Business Briefcase

Consumer borrowing inches up 1 percent

Prewar jitters and job worries turned consumers into more cautious borrowers in February. New financing for cars and other big-ticket items dropped by the largest amount in a decade.

The Federal Reserve reported Monday that consumer credit edged up in February from the previous month by just $1.48 billion, or at a seasonally adjusted annual rate of 1 percent, the slowest pace in two months.

The increase pushed total consumer debt up to $1.74 trillion.

Automakers: Ford, GM seeks ways to eliminate costs

Ford Motor Co. is intensifying efforts to slash its $30 billion budget for costs not directly related to vehicles, and General Motors Corp. is digging deeper to reduce expenses as the world’s two largest automakers adjust to sluggish sales.

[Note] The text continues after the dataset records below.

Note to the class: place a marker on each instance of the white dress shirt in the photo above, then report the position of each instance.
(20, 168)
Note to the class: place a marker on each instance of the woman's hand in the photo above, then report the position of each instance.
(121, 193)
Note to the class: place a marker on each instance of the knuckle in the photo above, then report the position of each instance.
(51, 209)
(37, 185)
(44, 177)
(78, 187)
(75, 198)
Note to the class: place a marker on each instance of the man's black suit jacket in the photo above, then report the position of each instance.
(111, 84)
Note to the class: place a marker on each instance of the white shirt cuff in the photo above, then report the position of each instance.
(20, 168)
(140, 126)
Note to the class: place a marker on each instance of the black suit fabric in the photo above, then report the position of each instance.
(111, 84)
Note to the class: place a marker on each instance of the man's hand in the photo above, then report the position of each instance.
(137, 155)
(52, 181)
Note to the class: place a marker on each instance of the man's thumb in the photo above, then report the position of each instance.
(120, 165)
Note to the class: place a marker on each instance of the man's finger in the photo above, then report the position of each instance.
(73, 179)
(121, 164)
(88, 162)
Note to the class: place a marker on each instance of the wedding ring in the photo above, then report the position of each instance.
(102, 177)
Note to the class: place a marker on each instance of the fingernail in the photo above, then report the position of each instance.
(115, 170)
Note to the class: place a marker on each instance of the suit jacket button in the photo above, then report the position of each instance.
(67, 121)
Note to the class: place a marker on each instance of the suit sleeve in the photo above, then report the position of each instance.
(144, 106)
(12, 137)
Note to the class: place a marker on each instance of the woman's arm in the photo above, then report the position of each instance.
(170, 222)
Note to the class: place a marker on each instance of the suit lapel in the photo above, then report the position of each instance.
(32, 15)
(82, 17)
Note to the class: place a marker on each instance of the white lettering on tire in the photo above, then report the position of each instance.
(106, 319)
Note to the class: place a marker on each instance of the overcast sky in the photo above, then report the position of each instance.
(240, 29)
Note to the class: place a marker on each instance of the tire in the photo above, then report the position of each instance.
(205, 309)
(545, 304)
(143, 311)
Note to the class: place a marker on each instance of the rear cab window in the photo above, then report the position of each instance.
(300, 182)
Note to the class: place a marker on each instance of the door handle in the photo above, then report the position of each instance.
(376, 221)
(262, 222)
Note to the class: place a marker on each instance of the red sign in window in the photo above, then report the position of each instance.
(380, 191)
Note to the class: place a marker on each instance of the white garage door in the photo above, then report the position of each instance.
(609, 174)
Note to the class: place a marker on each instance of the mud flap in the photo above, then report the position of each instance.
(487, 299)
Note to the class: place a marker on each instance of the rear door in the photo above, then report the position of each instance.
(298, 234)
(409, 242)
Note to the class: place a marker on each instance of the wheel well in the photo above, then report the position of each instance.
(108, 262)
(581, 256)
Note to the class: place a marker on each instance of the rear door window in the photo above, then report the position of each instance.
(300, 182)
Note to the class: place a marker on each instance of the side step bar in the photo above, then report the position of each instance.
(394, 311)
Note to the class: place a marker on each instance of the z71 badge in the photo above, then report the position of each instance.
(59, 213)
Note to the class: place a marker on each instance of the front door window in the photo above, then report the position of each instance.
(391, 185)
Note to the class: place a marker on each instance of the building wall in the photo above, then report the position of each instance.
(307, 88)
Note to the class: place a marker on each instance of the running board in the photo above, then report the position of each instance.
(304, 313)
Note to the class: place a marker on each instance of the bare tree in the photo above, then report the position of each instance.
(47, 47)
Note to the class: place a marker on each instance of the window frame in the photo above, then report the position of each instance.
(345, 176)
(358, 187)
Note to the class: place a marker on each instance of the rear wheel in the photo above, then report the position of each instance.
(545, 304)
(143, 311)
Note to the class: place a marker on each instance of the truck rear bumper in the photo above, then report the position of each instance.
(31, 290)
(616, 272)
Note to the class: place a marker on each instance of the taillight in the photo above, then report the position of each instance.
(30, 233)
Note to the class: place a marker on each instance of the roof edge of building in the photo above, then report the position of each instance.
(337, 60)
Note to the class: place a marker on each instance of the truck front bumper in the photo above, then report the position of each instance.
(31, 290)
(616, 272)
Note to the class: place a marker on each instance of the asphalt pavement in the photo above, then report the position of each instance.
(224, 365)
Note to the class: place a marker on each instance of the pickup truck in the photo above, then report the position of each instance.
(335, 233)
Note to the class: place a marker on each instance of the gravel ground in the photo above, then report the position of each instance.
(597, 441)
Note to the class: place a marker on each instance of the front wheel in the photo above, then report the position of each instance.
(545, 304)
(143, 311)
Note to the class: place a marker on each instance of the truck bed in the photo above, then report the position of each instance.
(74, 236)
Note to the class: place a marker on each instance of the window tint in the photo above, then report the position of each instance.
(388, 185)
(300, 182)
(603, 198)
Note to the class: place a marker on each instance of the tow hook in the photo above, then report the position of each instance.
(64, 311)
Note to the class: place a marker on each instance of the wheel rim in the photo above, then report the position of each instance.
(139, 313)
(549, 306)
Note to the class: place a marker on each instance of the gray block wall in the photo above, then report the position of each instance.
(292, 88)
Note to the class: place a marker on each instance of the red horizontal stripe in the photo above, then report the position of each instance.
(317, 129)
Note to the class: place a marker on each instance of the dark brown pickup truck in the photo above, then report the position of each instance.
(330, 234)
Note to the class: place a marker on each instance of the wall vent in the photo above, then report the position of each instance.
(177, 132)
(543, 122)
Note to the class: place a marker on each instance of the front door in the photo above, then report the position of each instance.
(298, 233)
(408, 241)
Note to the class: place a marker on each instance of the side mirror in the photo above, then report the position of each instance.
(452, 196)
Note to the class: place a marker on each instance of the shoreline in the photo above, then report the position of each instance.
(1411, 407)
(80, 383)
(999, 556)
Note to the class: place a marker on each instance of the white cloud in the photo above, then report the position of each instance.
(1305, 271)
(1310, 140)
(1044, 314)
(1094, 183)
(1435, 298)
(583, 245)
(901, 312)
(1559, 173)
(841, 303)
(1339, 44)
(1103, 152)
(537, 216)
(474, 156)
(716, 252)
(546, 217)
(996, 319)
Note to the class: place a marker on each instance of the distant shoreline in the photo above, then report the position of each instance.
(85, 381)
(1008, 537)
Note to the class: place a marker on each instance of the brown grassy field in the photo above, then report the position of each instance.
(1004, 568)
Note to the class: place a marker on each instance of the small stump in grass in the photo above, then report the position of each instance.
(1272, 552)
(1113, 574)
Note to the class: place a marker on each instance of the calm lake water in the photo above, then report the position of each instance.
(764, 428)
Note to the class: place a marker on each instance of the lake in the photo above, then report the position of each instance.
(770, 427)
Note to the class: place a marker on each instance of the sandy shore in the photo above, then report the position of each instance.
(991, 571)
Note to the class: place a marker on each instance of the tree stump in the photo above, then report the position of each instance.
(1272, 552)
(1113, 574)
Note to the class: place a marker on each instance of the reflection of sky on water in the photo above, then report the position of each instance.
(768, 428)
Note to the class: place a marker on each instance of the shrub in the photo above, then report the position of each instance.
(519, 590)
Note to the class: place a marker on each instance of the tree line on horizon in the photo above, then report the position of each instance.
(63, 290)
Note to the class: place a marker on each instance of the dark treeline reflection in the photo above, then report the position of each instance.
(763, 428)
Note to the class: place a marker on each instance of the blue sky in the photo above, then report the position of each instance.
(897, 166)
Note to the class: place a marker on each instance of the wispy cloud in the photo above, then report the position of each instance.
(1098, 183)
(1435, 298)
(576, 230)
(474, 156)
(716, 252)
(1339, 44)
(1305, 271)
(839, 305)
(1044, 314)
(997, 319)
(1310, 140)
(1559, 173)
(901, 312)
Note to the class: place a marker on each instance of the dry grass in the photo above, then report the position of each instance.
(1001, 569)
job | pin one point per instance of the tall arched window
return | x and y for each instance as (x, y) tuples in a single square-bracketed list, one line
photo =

GM, the industry’s biggest manufacturer, has asked departments to eliminate costs such as nonessential travel and, in some cases, to trim budgets more than what was expected at the start of the year.

At No. 2 Ford, the automaker is working to reduce its nonproduct expenses by as much as 20 percent during the next two years.

Food: McDonald’s to focus on existing restaurants

Pledging to make McDonald’s Corp. “better, not just bigger,” the burger chain’s new CEO disclosed plans Monday to sharply reduce capital spending and open fewer restaurants this year amid an unprecedented slump.

Jim Cantalupo also unveiled a new marketing effort and said the company would improve its menu but overall “do fewer things and do them better.”

Cantalupo told analysts in New York that his plan relied on improving sales at existing restaurants rather than more rapid expansion for the world’s largest restaurant chain.

Leadership: Sara Lee reports shift due to Royal Ahold case

Sara Lee Corp. said Monday it relieved three employees of their sales duties for responding improperly and inaccurately to requests for information from a division of food distributor Royal Ahold NV, which is embroiled in an accounting scandal.

The employees were shifted to nonsales work within the company, a spokeswoman said, after an internal inquiry Sara Lee conducted in conjunction with a federal investigation into the Dutch supermarket giant’s U.S. Foodservice division.